In a ceremony held just a few hours before the national commemoration of D-day at Arlington National Cemetery, the museum honored Eisenhower, the former president and general who commanded the Allied forces during the legendary invasion of Nazi-occupied Europe and who later led the liberation of the Nazi concentration camps.

Under the blue-gray sky of a pleasant spring day, more than 650 veterans of D-day and of the liberation of Nazi concentration camps joined Holocaust survivors, guests, and passers-by to remember Eisenhower.

“It is not an exaggeration to say that the fate of the world and the future of freedom were at stake on D-day,” Miles Lerman, chairman of the U.S. Holocaust Memorial Council, told the somber crowd.

The success of the Normandy invasion, considered to be the beginning of the end of World War II, was due largely to Eisenhower, Lerman said.

The audience included more than a dozen members of the Jewish War Veterans who had fought in World War II. One such veteran, Rabbi Judah Nadich, praised Eisenhower for his concern for Europe’s Jewish population.

‘MAY HIS MEMORY REMAIN FOR A BLESSING’

Nadich, the 82-year-old rabbi emeritus of Park Avenue Synagogue in New York, said that as an adviser on Jewish affairs to Eisenhower, he received tremendous support from the general on his proposals to care for Jews just liberated from Nazi concentration camps.

“May his memory remain for a blessing,” Nadich said in a tribute in Hebrew to Eisenhower.

Speakers addressed the crowd in front of a mural on the plaza which bears a quote by the general on what he found upon entering the Ohrdruf labor camp in central Germany in April 1945: “The things I saw beggar description,” reads the inscription.

“The visual evidence and the verbal testimony of starvation, cruelty and bestiality were so overpowering. . . I made the visit deliberately, in order to be in a position to give first-hand evidence of these things if ever, in the future, there develops a tendency to charge these allegations to propaganda.”

Eisenhower’s granddaughter, Anne Eisenhower Flottl, told onlookers that his participation in World War II was Eisenhower’s greatest accomplishment.

“He said should history remember him at all, it should remember him for his achievements in World War II,” Flottl said.

Eisenhower, elected president in 1952, served for two terms.

Ambassador Paul Nitze, former secretary of the navy, summarized the purpose of the dedication in his keynote address.

“Let all who visit here remember those who fell in battle against injustice, whether they died on the beaches of Normandy or in the ghettos and camps of occupied Europe,” Nitze said.

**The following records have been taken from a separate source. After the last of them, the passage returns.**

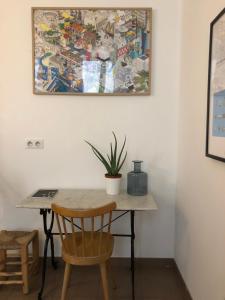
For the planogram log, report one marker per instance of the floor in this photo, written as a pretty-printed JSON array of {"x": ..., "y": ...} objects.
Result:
[{"x": 156, "y": 279}]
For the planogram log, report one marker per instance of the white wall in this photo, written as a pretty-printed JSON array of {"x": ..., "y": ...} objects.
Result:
[
  {"x": 150, "y": 124},
  {"x": 200, "y": 222}
]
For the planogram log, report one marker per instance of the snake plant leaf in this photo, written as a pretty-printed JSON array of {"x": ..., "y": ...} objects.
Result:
[
  {"x": 121, "y": 152},
  {"x": 120, "y": 166},
  {"x": 99, "y": 156},
  {"x": 112, "y": 162}
]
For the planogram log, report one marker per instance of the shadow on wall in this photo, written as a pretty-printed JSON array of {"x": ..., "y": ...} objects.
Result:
[
  {"x": 182, "y": 240},
  {"x": 9, "y": 196}
]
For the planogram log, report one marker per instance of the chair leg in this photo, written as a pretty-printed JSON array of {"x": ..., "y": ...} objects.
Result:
[
  {"x": 35, "y": 250},
  {"x": 104, "y": 280},
  {"x": 109, "y": 270},
  {"x": 24, "y": 269},
  {"x": 2, "y": 263},
  {"x": 66, "y": 281}
]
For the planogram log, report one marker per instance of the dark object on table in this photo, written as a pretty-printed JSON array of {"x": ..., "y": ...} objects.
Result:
[
  {"x": 137, "y": 181},
  {"x": 45, "y": 193}
]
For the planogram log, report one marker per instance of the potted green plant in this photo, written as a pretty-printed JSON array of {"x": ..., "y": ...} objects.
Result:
[{"x": 113, "y": 163}]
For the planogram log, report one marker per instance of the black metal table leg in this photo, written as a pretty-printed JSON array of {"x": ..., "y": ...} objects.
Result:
[
  {"x": 132, "y": 251},
  {"x": 48, "y": 236}
]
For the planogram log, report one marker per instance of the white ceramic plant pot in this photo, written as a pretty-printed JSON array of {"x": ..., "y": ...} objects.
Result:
[{"x": 113, "y": 184}]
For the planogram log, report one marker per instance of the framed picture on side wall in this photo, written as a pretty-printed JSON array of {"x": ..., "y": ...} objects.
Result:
[
  {"x": 215, "y": 135},
  {"x": 92, "y": 51}
]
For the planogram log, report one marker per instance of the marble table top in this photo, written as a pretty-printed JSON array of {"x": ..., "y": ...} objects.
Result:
[{"x": 89, "y": 198}]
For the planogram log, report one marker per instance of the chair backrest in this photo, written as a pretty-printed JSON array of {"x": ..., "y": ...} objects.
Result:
[{"x": 83, "y": 223}]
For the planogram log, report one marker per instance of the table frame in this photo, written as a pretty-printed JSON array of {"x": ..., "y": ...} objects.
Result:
[{"x": 49, "y": 237}]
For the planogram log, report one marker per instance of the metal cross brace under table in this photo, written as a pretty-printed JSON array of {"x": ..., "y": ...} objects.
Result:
[{"x": 49, "y": 238}]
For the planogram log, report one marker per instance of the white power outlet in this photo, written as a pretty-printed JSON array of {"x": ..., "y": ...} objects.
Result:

HOLOCAUST SURVIVORS. VETS SHARE MEMORIES

Following the ceremony, veterans and Holocaust survivors talked about their experiences and about the war that brought them together.

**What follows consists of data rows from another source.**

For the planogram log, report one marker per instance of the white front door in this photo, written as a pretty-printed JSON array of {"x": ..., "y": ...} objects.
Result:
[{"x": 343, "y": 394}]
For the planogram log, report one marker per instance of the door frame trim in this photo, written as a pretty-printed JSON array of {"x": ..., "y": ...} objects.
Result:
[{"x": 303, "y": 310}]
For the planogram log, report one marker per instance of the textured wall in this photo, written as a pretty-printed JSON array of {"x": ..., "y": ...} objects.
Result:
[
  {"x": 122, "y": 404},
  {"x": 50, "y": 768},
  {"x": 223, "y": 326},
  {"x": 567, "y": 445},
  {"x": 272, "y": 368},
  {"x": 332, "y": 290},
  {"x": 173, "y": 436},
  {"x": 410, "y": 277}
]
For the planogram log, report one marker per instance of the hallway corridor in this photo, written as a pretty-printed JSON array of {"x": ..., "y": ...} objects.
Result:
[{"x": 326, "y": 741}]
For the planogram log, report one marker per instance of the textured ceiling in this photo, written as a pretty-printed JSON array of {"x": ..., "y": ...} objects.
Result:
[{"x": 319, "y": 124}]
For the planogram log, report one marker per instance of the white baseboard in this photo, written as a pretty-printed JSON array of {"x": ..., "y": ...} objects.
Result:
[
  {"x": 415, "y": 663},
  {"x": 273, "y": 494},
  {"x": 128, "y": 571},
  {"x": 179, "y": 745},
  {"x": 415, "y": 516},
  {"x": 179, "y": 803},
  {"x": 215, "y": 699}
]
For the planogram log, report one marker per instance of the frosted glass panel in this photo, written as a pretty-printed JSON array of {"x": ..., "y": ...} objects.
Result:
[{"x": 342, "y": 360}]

Morris Baker, a Polish Jew liberated from Dachau in May 1945 by American trocps, said that even though prisoners in the camp knew the Allied forces were close, there was little feeling of safety until the troops arrived.

“It didn’t matter how close the Americans were — the Nazis could have killed us at any time,” he said. “Not until the American forces arrived did we feel safe.”

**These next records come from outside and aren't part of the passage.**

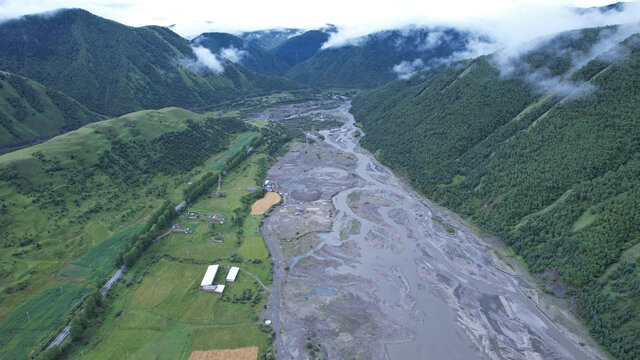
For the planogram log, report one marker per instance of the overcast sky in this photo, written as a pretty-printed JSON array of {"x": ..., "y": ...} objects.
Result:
[{"x": 355, "y": 17}]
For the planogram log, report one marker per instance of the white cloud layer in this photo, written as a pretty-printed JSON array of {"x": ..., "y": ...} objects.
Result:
[
  {"x": 406, "y": 69},
  {"x": 232, "y": 54},
  {"x": 355, "y": 17},
  {"x": 205, "y": 60}
]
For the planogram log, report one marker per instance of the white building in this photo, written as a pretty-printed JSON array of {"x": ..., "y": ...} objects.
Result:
[
  {"x": 233, "y": 272},
  {"x": 209, "y": 275}
]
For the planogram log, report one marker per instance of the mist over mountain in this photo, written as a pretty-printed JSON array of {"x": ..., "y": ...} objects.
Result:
[
  {"x": 540, "y": 147},
  {"x": 269, "y": 39},
  {"x": 301, "y": 47},
  {"x": 378, "y": 58},
  {"x": 243, "y": 52},
  {"x": 113, "y": 69},
  {"x": 527, "y": 125}
]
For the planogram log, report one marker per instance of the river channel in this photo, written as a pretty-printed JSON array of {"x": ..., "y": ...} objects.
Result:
[{"x": 365, "y": 268}]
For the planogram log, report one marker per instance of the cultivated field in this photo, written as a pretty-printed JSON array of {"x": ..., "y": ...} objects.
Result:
[
  {"x": 159, "y": 311},
  {"x": 261, "y": 206},
  {"x": 250, "y": 353}
]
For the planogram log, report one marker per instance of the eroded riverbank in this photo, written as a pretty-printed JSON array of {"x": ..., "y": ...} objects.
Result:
[{"x": 364, "y": 271}]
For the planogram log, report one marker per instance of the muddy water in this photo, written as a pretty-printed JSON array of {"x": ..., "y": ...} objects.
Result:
[{"x": 364, "y": 271}]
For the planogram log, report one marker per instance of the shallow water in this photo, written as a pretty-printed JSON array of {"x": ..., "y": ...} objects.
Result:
[{"x": 442, "y": 292}]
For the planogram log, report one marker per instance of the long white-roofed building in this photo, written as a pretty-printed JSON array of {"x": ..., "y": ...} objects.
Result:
[
  {"x": 209, "y": 275},
  {"x": 233, "y": 272}
]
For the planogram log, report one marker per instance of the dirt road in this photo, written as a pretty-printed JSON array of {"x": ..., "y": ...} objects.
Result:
[{"x": 361, "y": 269}]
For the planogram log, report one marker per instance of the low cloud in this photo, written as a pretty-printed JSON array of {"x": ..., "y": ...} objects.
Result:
[
  {"x": 406, "y": 69},
  {"x": 232, "y": 54},
  {"x": 204, "y": 61},
  {"x": 607, "y": 47},
  {"x": 508, "y": 28}
]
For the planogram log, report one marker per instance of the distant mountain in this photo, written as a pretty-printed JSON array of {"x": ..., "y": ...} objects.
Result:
[
  {"x": 299, "y": 48},
  {"x": 29, "y": 110},
  {"x": 269, "y": 39},
  {"x": 113, "y": 69},
  {"x": 243, "y": 52},
  {"x": 541, "y": 148},
  {"x": 379, "y": 57}
]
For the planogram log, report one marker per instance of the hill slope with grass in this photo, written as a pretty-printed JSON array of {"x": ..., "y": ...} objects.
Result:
[
  {"x": 29, "y": 111},
  {"x": 378, "y": 58},
  {"x": 542, "y": 149},
  {"x": 115, "y": 69},
  {"x": 62, "y": 200},
  {"x": 301, "y": 47},
  {"x": 244, "y": 52}
]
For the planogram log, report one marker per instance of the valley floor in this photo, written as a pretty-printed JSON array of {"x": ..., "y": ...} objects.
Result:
[{"x": 365, "y": 268}]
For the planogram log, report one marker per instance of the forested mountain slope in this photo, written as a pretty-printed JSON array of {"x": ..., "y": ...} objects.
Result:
[
  {"x": 301, "y": 47},
  {"x": 114, "y": 69},
  {"x": 29, "y": 110},
  {"x": 271, "y": 38},
  {"x": 370, "y": 61},
  {"x": 542, "y": 149},
  {"x": 251, "y": 56}
]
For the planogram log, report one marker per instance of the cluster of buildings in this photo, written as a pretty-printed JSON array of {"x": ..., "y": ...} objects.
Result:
[
  {"x": 215, "y": 219},
  {"x": 269, "y": 186},
  {"x": 210, "y": 274}
]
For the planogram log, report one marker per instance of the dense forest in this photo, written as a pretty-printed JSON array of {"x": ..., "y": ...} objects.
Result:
[
  {"x": 114, "y": 69},
  {"x": 369, "y": 61},
  {"x": 251, "y": 56},
  {"x": 554, "y": 171}
]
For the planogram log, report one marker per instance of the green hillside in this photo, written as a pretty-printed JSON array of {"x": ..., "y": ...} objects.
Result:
[
  {"x": 29, "y": 111},
  {"x": 61, "y": 198},
  {"x": 553, "y": 171},
  {"x": 254, "y": 57},
  {"x": 371, "y": 61},
  {"x": 114, "y": 69},
  {"x": 299, "y": 48}
]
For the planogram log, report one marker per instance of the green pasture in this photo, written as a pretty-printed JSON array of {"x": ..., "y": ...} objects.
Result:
[
  {"x": 162, "y": 313},
  {"x": 22, "y": 333},
  {"x": 218, "y": 161}
]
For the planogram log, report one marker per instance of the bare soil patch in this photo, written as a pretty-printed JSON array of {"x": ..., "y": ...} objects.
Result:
[
  {"x": 249, "y": 353},
  {"x": 261, "y": 206}
]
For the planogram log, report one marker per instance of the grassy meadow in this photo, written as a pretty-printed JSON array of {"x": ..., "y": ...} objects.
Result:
[
  {"x": 68, "y": 205},
  {"x": 157, "y": 310}
]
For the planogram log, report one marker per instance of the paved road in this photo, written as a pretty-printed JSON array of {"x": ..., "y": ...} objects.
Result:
[
  {"x": 112, "y": 281},
  {"x": 60, "y": 338},
  {"x": 255, "y": 277},
  {"x": 63, "y": 335},
  {"x": 276, "y": 255}
]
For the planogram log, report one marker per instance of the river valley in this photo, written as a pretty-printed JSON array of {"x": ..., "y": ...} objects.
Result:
[{"x": 366, "y": 268}]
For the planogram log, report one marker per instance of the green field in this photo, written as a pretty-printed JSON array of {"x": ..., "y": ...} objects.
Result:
[
  {"x": 22, "y": 334},
  {"x": 99, "y": 261},
  {"x": 217, "y": 163},
  {"x": 158, "y": 311},
  {"x": 65, "y": 214}
]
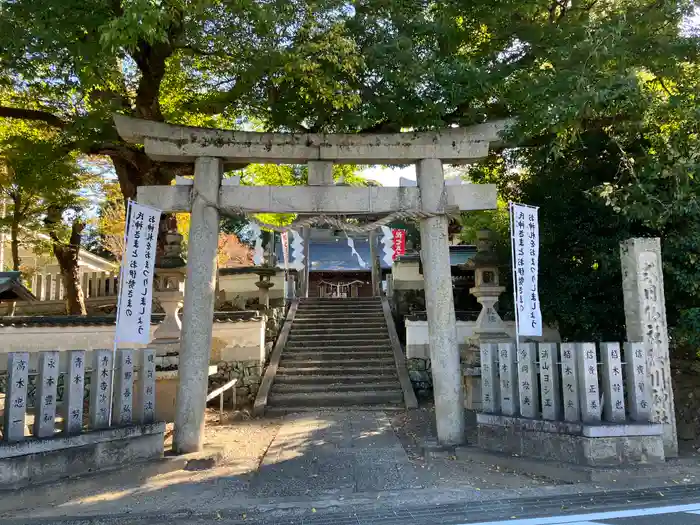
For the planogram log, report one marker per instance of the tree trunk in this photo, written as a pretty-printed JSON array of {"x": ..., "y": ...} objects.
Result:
[
  {"x": 14, "y": 245},
  {"x": 67, "y": 256}
]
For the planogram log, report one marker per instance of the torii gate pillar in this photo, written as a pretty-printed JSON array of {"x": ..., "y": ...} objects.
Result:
[
  {"x": 439, "y": 303},
  {"x": 198, "y": 308}
]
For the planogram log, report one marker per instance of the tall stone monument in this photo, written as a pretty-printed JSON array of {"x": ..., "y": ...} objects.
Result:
[{"x": 645, "y": 317}]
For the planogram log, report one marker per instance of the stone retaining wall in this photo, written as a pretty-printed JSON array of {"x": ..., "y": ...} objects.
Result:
[{"x": 249, "y": 375}]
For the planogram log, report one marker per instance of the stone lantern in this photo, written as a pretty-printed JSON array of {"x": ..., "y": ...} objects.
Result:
[
  {"x": 489, "y": 325},
  {"x": 168, "y": 284}
]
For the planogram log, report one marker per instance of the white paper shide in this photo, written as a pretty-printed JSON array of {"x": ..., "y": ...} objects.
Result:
[
  {"x": 526, "y": 250},
  {"x": 136, "y": 283}
]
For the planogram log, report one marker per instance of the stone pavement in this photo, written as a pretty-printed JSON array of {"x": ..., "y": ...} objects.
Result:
[{"x": 275, "y": 469}]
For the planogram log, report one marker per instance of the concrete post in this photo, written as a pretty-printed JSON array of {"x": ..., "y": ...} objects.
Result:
[
  {"x": 613, "y": 392},
  {"x": 123, "y": 401},
  {"x": 587, "y": 363},
  {"x": 45, "y": 400},
  {"x": 304, "y": 277},
  {"x": 442, "y": 329},
  {"x": 549, "y": 382},
  {"x": 73, "y": 391},
  {"x": 508, "y": 374},
  {"x": 569, "y": 381},
  {"x": 376, "y": 268},
  {"x": 100, "y": 389},
  {"x": 198, "y": 310},
  {"x": 16, "y": 396},
  {"x": 490, "y": 398},
  {"x": 145, "y": 403},
  {"x": 527, "y": 381}
]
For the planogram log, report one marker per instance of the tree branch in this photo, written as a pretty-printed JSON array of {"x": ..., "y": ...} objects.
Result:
[{"x": 33, "y": 114}]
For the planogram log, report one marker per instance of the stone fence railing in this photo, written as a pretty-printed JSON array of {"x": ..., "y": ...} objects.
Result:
[
  {"x": 131, "y": 398},
  {"x": 49, "y": 287},
  {"x": 571, "y": 382},
  {"x": 57, "y": 420}
]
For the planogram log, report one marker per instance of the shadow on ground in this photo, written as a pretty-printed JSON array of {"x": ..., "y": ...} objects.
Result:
[{"x": 329, "y": 456}]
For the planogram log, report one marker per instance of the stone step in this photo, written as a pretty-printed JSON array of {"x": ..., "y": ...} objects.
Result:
[
  {"x": 336, "y": 332},
  {"x": 340, "y": 321},
  {"x": 282, "y": 411},
  {"x": 336, "y": 335},
  {"x": 290, "y": 362},
  {"x": 329, "y": 379},
  {"x": 342, "y": 348},
  {"x": 335, "y": 387},
  {"x": 305, "y": 300},
  {"x": 340, "y": 308},
  {"x": 361, "y": 355},
  {"x": 321, "y": 311},
  {"x": 315, "y": 399},
  {"x": 337, "y": 370},
  {"x": 328, "y": 343}
]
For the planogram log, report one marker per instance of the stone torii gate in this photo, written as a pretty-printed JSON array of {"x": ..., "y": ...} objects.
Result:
[{"x": 211, "y": 150}]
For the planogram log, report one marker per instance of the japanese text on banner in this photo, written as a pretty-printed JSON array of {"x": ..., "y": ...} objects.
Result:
[
  {"x": 136, "y": 283},
  {"x": 526, "y": 247},
  {"x": 399, "y": 242}
]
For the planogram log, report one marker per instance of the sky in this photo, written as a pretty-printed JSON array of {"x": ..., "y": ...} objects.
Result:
[{"x": 389, "y": 176}]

Baker said he and other prisoners could see the shock registered on the soldiers’ faces as the troops discovered the conditions at the camp.

Standing just a few feet from Baker were Wallace Whelan and William Gay, two veterans who helped liberate Baker and others from Dachau.

Gay, of College Park, Maryland, said the first thing he remembers about entering the Dachau camp was the smell.

Whelan, of Silver Spring, Maryland, said he first remembers seeing a whipping post with barbed wire wrapped around it. “We couldn’t believe it. There was no way to believe it.”

Later in the morning at the national commemoration of D-day at Arlington National Cemetery, many from the audience at the museum joined several hundred observers gathered to celebrate the Allied forces’ success at Normandy.

Vice President AI Gore highlighted the ceremony, which featured speeches by Deputy Secretary of Defense John Deutch and Sen. Strom Thurmond (R-S.C.), a veteran who participated in the Normandy invasion.

“We gather here to remember the sacrifices made and the work done by the people who remained here at home,” Gore said.

“To stand here is to be reminded of how many sacrifices there were by people whose names we will never know, whom we cannot thank, yet who by their deaths preserved freedom for all of us,” the vice president said.

“The story of D-day makes clear that we are all capable of sacrificing for others, capable of doing our part to make this our great country greater still, and to spread peace and democracy throughout this world,” Gore said.

The ceremony concluded with a live broadcast of President Clinton’s speech to officials and veterans at the American Normandy Cemetery in Colleville-Sur-Mer, France.

“Let us never forget, when they were young, these men saved the world,” Clinton said in his speech.